Savasana

by ihidemychocolate

savasana

Ready to Rest

If death is like Savasana, maybe we have nothing to fear.

Savasana, the deeply restorative “corpse” pose at the end of yoga class, at the end of practice, at the end of life, is when you put aside the ups and downs, the effort and the ease, the breathing in and the breathing out. You just be. Usually, it is simply a sweet break at the end of class. Sometimes, it’s an impatient pause, the anxious to-do list intrudes. Every now and then, it is bliss. Nirvana. Samadhi. It takes a long Savasana for me to reach this point. (Take note yoga teachers! A 2-minute Savasana is not enough!) I float into a state of consciousness that is not awake, not asleep. Sometimes I see colors, feel tingling, radiate intense warmth. But generally I hover, aware of my soul, but not really aware. At these moments, it is profoundly enough to just be.

If death is like Savasana, maybe we have nothing to fear.

But we fear death – for ourselves, for our loved ones – fighting our body’s evolution/devolution, attempting to stave off the inevitable with doctors, pills, and procedures, prolonging life until … until it is not life anymore.

Don’t get me wrong. I’m in favor of life. I want to live to be old. VERY OLD! I am disciplined to the point of being obsessive with eating healthily, staying thin, keeping active. I plan to fight my evolution/devolution HARD!

But maybe, for the person at the end of life, they are ready to rest in Savasana. Maybe we should help them go peacefully to a place of bliss. Maybe we shouldn’t hang on to them so hard, with doctors, pills, and procedures.

My mother is nearing the end of her life. I visited her and my father last weekend, with my daughter. It was painful. Every aspect of their lives is focused on getting her to survive another day. He measures out her pills. He coaxes her to eat. He trains the aide on how he wants her bathed and dressed and exercised and which diapers are for the daytime and which for the nighttime. My mother has stopped speaking and spends most of the day sleeping, exhausted from being fed, medicated, bathed, dressed, exercised. It was the first visit where she was unable to exhibit much enthusiasm for my presence and none for my daughter’s.

As an only child, the aging and inevitable death of my parents is an unshared burden. No siblings to mull over what to do. No siblings to compare notes with. No siblings to mitigate the dysfunction. Just guilt that I am far away and not doing enough. Just anger that there are still so many unresolved issues and things unsaid. Just grief at my beautiful and vibrant mother’s deterioration and regret at the adult mother-daughter friendship we were never able to establish.

People tell me how lucky we are, how sweet it is that my father is so devoted to my mother. I smile and nod agreeably, not wanting to diminish his faithful attachment to her.  It is taboo for me to tell them what I am really thinking. He is terrified of being alone. It is an act of selfishness to keep her alive. Let her go. Let her go to her Savasana.
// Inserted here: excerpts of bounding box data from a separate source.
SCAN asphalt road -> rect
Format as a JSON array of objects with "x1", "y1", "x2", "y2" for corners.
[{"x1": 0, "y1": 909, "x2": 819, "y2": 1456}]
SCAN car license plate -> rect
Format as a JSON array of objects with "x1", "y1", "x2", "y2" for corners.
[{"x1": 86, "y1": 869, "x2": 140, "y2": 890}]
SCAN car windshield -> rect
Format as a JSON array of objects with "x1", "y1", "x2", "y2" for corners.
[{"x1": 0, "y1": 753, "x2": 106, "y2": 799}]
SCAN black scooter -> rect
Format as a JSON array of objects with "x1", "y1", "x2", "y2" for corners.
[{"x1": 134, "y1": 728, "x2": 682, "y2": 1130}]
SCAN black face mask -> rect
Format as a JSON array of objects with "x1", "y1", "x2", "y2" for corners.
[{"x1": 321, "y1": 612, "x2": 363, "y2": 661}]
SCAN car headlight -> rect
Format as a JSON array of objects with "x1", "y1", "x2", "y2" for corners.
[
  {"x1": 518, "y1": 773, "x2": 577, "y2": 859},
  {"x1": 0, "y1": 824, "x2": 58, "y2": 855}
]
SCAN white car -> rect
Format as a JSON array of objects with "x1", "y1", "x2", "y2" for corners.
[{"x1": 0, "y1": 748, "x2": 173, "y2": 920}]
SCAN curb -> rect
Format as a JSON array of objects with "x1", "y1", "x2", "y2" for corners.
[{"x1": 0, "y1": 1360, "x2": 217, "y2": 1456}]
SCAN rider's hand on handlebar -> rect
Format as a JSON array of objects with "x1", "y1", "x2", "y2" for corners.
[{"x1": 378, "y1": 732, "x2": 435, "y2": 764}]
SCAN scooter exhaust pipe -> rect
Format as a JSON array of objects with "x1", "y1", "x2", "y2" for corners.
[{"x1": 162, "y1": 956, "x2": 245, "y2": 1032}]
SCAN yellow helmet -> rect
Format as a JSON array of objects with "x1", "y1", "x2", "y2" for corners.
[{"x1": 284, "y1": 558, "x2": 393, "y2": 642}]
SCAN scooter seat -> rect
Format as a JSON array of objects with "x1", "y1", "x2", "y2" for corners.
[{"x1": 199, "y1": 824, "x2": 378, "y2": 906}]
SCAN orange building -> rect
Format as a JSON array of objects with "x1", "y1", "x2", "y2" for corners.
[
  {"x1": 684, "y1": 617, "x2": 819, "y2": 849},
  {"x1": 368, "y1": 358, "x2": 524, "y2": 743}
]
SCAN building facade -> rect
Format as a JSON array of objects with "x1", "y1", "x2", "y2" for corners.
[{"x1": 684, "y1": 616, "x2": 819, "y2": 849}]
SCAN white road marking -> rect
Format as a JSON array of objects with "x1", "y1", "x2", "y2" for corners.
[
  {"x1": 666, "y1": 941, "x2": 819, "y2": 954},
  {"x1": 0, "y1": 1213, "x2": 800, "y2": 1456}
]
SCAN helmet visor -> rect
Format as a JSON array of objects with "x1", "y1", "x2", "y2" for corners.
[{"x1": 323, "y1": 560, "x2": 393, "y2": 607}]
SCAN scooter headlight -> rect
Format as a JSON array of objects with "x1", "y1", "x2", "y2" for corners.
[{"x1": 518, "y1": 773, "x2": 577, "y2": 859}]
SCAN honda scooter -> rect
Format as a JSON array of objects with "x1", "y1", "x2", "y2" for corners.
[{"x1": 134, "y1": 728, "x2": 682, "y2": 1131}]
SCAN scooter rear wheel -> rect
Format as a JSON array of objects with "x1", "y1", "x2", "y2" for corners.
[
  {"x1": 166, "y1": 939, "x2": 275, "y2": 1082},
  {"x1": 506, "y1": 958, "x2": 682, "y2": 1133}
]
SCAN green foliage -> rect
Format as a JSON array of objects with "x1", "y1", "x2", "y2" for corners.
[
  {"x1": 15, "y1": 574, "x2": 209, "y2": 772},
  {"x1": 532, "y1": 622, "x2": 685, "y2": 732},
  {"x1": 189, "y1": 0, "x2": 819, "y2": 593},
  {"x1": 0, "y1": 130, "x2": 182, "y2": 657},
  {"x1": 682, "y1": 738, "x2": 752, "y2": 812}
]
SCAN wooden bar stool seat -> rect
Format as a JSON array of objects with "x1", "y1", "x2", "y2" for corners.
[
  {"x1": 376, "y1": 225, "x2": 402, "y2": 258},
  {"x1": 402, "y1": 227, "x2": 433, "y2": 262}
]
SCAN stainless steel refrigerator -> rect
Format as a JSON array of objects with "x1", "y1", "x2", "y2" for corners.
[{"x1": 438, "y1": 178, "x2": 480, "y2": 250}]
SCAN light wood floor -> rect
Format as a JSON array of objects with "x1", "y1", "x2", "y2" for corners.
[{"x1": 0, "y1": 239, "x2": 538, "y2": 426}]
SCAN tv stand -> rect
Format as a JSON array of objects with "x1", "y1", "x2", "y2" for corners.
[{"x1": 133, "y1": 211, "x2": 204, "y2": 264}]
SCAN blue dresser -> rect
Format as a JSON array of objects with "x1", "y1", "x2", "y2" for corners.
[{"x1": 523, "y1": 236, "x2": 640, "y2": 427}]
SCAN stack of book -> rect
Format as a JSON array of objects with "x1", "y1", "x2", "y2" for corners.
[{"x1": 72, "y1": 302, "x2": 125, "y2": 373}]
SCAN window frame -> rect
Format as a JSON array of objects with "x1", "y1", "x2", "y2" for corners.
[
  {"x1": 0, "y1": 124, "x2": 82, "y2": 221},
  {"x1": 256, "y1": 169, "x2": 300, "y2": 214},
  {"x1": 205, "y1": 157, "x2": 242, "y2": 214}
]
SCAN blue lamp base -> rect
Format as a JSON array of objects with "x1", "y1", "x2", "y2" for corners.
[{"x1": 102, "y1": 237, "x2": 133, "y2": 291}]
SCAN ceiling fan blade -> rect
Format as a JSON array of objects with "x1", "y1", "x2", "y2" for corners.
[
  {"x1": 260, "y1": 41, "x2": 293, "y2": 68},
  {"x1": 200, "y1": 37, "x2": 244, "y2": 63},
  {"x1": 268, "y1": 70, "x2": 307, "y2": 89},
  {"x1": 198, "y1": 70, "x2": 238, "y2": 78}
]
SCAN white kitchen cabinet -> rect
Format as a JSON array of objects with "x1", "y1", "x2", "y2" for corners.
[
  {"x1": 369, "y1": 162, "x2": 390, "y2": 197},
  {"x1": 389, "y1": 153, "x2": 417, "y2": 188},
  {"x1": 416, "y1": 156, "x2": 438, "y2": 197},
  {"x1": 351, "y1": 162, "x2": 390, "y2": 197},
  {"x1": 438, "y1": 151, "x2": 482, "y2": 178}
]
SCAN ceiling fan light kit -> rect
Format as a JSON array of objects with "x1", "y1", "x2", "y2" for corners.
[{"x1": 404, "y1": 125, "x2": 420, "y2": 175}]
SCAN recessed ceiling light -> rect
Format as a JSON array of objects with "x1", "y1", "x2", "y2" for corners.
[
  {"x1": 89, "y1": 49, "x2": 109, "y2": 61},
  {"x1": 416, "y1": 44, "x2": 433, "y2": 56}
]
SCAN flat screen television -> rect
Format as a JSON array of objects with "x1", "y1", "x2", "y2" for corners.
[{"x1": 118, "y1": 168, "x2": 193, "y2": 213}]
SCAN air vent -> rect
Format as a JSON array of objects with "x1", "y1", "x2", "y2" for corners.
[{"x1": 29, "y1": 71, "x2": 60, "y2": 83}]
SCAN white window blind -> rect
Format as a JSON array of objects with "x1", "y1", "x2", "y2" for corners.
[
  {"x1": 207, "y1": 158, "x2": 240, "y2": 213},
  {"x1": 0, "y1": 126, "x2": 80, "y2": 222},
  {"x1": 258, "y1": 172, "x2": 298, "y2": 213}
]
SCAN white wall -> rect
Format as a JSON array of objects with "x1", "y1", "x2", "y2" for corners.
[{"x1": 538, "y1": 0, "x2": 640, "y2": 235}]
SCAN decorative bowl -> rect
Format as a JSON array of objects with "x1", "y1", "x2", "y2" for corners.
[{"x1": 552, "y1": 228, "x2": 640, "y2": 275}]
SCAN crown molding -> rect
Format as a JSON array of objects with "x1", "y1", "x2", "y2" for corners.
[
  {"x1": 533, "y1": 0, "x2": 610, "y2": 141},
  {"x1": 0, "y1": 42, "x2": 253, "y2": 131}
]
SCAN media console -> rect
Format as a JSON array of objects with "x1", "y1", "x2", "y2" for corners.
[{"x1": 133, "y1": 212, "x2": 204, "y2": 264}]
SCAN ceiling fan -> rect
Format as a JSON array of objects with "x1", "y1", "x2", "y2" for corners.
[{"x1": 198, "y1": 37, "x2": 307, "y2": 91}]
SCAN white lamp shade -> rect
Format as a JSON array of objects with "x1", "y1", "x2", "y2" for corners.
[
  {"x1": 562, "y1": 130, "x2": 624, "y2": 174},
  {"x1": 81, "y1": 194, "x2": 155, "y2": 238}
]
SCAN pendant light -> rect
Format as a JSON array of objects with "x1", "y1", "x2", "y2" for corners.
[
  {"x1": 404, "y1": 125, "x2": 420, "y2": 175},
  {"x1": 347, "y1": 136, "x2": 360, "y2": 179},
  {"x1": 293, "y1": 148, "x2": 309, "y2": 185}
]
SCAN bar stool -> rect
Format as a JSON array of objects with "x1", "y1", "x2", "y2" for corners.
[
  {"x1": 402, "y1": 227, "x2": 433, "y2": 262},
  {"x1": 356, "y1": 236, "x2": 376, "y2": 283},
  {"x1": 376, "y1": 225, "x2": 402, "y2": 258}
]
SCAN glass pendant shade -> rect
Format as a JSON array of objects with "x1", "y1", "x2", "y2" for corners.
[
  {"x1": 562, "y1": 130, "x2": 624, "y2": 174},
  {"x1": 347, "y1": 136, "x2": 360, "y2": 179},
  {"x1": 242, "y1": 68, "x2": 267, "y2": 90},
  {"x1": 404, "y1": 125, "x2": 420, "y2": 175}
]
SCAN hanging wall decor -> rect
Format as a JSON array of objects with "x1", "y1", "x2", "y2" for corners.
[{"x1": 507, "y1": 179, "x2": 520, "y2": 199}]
Every visit I am armed with good intentions to say more, to ask more, to do more. All with the goal of resolving the past, healing the present, trying to find more love and compassion for the future. I try. I never say, ask, or do as much as I intend. I tried waking my mother up in the mornings by offering her Reiki. If nothing else, perhaps it would be soothing to have someone she loves and who loves her offer her healing and loving touch.  I tried to not be judgmental and annoyed with my father.  He tried to not be judgmental and annoyed with me. Negativity begets negativity. In the midst of our awkward attempts to not succumb to judgment and annoyance, he tried to tell me I was a miracle. He tried to be interested and loving and not self-absorbed. I tried to appreciate his terror at being alone, his grief at losing his beautiful and vibrant wife. We tried.

We took pictures. Is this last time I will see her? Is this the last photo I will have of her? I smiled, because that is my habit. It was not all painful – there was some joy in the visit. I am no longer sucked into the dysfunctional triangle that is formed by my parents and me.   I can honor how who they are helped me become who I am.  I can love them for that.  My daughter was with me, thank God, and I am looking forward to being able to build, with her, an adult mother-daughter friendship. It begins now.